Navalkant explained that the essence of Lucknow's name, once 'Avadh,' implies 'the indomitable.' Lucknow boasts a history of opulence and a multifaceted cultural tapestry, transitioning from the rule of Surya dynasty kings to Chandra dynasty rulers.
Peering into historical chronicles, between 1000 to 1030, Lakhna Pasi emerged as a formidable ruler, with the city's identity linked to his name. Subsequently, around 1190, Bijli Pasi assumed leadership. With time, Sheikhzadas arrived on the scene.
Seasonal Vegetables: A Hidden Gem of Lucknow
Hemendra Dhar remarked, “People often associate Lucknow with kebabs.” However, seasonal vegetables once took center stage here, such as 'nimona,' a winter dish. Additionally, 'arbi ka salan' was a unique offering.
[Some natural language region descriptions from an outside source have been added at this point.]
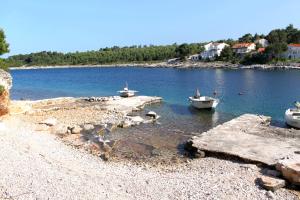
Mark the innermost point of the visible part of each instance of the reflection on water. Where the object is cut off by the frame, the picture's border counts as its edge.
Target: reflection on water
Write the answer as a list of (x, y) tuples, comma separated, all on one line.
[(163, 141)]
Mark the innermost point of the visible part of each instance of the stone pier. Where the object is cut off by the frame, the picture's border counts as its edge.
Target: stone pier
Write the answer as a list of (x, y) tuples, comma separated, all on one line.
[(251, 138)]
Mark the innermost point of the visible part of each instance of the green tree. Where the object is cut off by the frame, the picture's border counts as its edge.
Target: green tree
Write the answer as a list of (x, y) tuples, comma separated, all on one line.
[(3, 44), (227, 55), (277, 36), (246, 38), (3, 49), (275, 50), (183, 51)]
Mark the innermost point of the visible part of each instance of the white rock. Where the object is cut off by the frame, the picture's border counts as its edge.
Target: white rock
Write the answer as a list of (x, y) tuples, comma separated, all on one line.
[(76, 129), (88, 127), (50, 122)]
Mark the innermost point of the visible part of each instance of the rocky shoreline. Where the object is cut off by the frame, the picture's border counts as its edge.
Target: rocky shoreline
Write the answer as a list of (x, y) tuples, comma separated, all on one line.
[(180, 65), (84, 122)]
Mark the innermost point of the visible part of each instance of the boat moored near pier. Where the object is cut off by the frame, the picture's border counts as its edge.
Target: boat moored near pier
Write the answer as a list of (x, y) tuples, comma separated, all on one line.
[(292, 116), (203, 102), (126, 92)]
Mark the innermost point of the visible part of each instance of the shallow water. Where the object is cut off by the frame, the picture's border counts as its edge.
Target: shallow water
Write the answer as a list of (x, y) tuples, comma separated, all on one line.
[(240, 91)]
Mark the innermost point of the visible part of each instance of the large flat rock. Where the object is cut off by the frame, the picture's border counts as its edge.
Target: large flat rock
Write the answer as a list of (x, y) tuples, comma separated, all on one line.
[(251, 138)]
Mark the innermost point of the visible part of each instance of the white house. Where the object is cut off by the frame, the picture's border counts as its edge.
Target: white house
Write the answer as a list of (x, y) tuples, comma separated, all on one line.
[(213, 49), (263, 42), (242, 48), (195, 57), (293, 51)]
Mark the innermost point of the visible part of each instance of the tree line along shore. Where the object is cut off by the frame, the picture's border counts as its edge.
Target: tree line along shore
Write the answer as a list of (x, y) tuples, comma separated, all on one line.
[(278, 40)]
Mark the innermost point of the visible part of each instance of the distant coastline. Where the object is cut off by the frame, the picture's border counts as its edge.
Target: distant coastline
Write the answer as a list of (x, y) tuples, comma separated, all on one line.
[(180, 65)]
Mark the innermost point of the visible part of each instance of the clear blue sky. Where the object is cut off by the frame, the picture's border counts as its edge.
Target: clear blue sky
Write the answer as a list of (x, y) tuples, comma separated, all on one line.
[(74, 25)]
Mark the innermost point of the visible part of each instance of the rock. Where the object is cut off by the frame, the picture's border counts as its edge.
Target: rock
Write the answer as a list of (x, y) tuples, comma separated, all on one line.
[(50, 122), (270, 172), (104, 156), (76, 129), (88, 127), (199, 154), (290, 169), (136, 120), (152, 114), (106, 148), (271, 183), (270, 195), (60, 129), (131, 121)]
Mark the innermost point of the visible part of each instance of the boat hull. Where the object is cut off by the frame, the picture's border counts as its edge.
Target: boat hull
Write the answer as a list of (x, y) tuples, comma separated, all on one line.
[(127, 94), (291, 120), (205, 103)]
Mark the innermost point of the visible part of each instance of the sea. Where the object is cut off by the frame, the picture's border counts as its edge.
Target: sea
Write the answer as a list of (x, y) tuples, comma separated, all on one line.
[(240, 91)]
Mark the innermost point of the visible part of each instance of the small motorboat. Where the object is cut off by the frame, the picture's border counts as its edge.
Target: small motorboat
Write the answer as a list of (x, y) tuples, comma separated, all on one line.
[(203, 102), (292, 116), (126, 92)]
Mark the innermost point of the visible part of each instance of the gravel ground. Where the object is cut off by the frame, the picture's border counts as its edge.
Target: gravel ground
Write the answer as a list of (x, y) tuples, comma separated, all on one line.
[(39, 166)]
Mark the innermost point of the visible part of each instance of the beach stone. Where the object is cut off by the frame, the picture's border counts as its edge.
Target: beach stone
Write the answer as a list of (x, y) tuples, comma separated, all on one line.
[(6, 83), (270, 172), (271, 183), (50, 122), (270, 195), (76, 129), (88, 127), (60, 129), (290, 169), (152, 114)]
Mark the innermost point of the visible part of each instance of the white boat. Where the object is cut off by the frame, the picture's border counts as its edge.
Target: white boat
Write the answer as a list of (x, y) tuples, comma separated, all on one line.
[(292, 116), (126, 92), (203, 102)]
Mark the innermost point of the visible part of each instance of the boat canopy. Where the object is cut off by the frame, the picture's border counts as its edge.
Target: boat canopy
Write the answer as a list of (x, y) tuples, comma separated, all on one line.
[(297, 104), (197, 94)]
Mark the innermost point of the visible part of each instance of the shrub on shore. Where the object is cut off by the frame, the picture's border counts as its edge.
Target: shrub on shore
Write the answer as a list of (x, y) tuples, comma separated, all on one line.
[(2, 89)]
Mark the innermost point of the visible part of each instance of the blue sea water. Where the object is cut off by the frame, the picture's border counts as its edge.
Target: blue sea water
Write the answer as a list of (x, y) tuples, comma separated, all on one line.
[(263, 92)]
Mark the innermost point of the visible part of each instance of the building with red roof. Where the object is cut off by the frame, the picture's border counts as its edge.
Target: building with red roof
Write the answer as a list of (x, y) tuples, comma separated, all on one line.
[(242, 48), (293, 51)]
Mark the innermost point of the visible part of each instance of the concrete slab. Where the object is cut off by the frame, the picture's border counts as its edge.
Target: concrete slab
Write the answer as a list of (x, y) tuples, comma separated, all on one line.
[(250, 137)]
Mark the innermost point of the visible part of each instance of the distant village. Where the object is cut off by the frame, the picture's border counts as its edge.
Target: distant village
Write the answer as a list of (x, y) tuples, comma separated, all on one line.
[(278, 45), (213, 50)]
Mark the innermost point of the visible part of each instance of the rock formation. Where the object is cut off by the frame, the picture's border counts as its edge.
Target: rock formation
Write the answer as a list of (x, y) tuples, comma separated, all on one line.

Besides these, 'tahri' was a popular feast, cooked by blending vegetables with spices and rice. The Nawabs greatly contributed to Lucknow’s food scene, being avid food enthusiasts themselves.
Brahmin households crafted culinary delights like jackfruit biryani, while Kayasths indulged in a variety of vegetarian and non-vegetarian cuisines.
Source: aajtak
Archana Azmat shared that vegetarian dishes lacked documentation, thus are less recorded. She mentioned that some Nawabs were vegetarians too. Naval stated that typically, men cooked in Nawabs' kitchens, whereas women cooked in normal households.
Cooking was perceived not as a chore but an art. One of the oldest dishes, 'kheer,' developed in three distinct styles in Lucknow. The Nawabs were not warriors nor intrigued by diplomacy but reveled in music, dance, and the culinary arts.
The Unique Charm of Lucknow’s Paan
Naval explained, in Lucknow, serving even paan is an art. There were methods to present paan, and a special way to arrange utensils. Paan was crafted by slicing it into four pieces. Archana remarked that paan reflects our etiquette. In the past, during weddings, the size of the paan-kit was significant as it represented the bride's pocket money.
Hemendra Dhar noted that while paan is popular across India, Lucknow's paan holds a special charm. Biryani also defines Lucknow, being a unique marker. It's the residents of Lucknow who introduced this biryani variation to Kolkata.